Markforged year in review: introducing the New Material – Onyx

Markforged revloutized 3D printing with a new material.

Since the launch of the new Onyx filament, Markforged’s applications team has been testing the limits of this industrial strength 3D printing material and are still discovering new ways to use it.

Let’s take a look back at the frist part printed in Onyx: 3D printed shock absorber springs.

So let’s start from the beginning.

As you may have seen from the reinforced living hinges post, I (Alex Crease) have been experimenting with the flexibility of the filaments. While Onyx is stiffer than Tough Nylon, when it is not reinforced it is still a bit pliable. When originally testing its overhang tolerance to showcase dimensional stability.

Originally printed as an overhang test, this print also shows you can make 3D printed springs with Onyx!

Originally to show how it handled overhangs and realised…it also functioned as a spring!

It turns out that Onyx is strong enough and flexible enough in the Z direction to actually allow for 3D printed springs, both for extension and compression.

By altering the dimensions: thickness, coil diameter, pitch, etc, I figure you can adjust the spring constant to create different damping behaviours, but this has yet to be tested.

The compression spring was just a 3D printed coil with no support material, while the extension spring I actually designed with two coils, essentially making two springs in parallel. Both were printed without support material, so in the extension spring design, each section of coil is actually resting on the section below it.

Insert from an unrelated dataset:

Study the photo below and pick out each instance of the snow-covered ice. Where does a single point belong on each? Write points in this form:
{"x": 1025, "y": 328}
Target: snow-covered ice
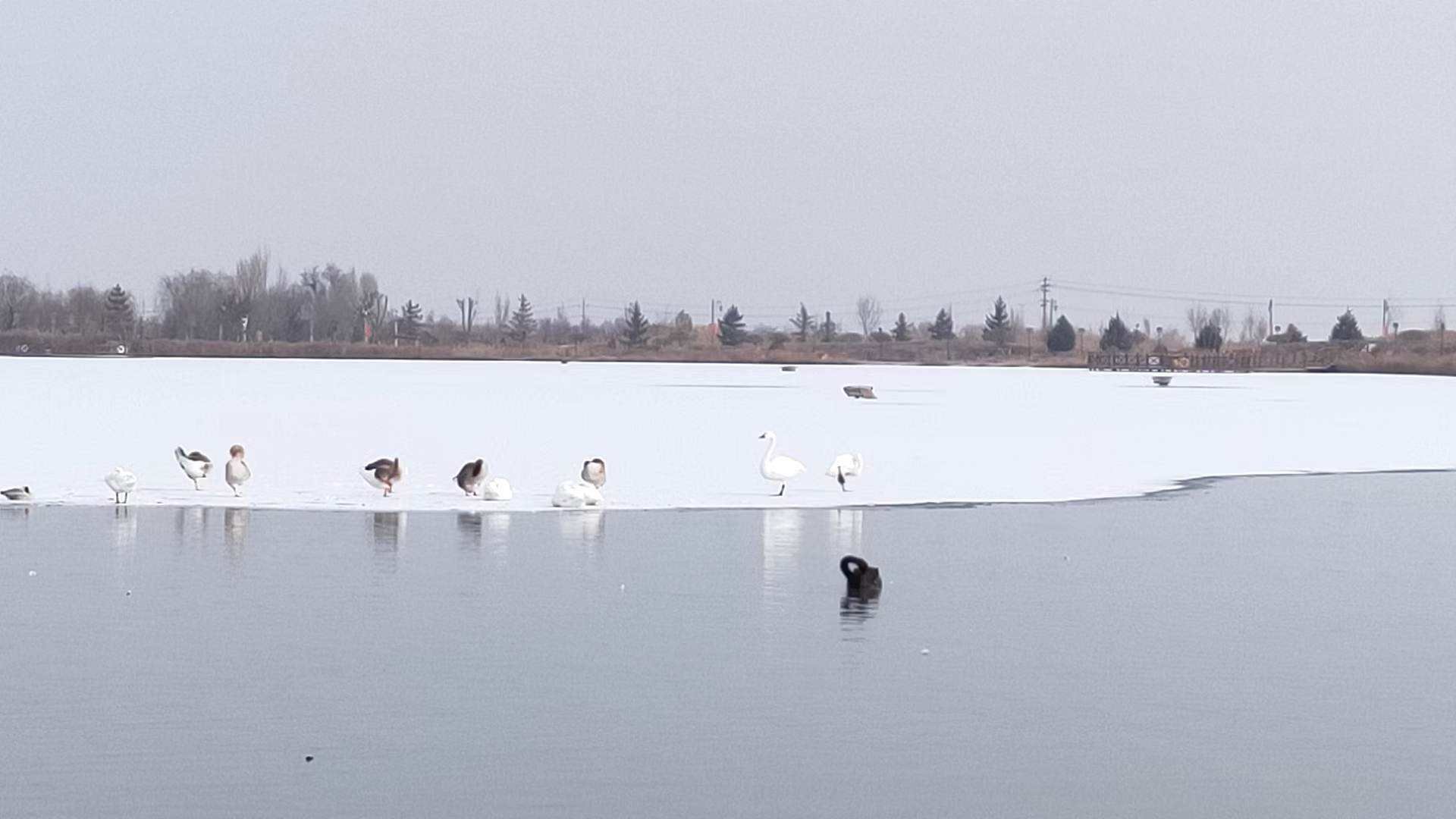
{"x": 679, "y": 436}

Taking it another step further to create the shock absorber. Instead of printing the springs exposed, I enclosed them in a cylinder and added a shaft and mounting holes. Everything in Onyx is actually a single part, so it is all connected.

The cross section of the 3D printed shock absorber.

Note that there are actually three parts in this shock: the largest part is the main body, which includes the cylinder, shaft, and spring all connected and printed as one piece in Onyx.

I was concerned for the friction between a few of the surfaces – including the spring contacting the inside wall of the cylinder, and the shaft rubbing against its hole through the top of the cylinder, so the other two pieces are printed in nylon, as Nylon is a bit smoother than our Onyx filament, and nylon is commonly used for bushing material.

And there you have it, a fully 3D printed shock absorber.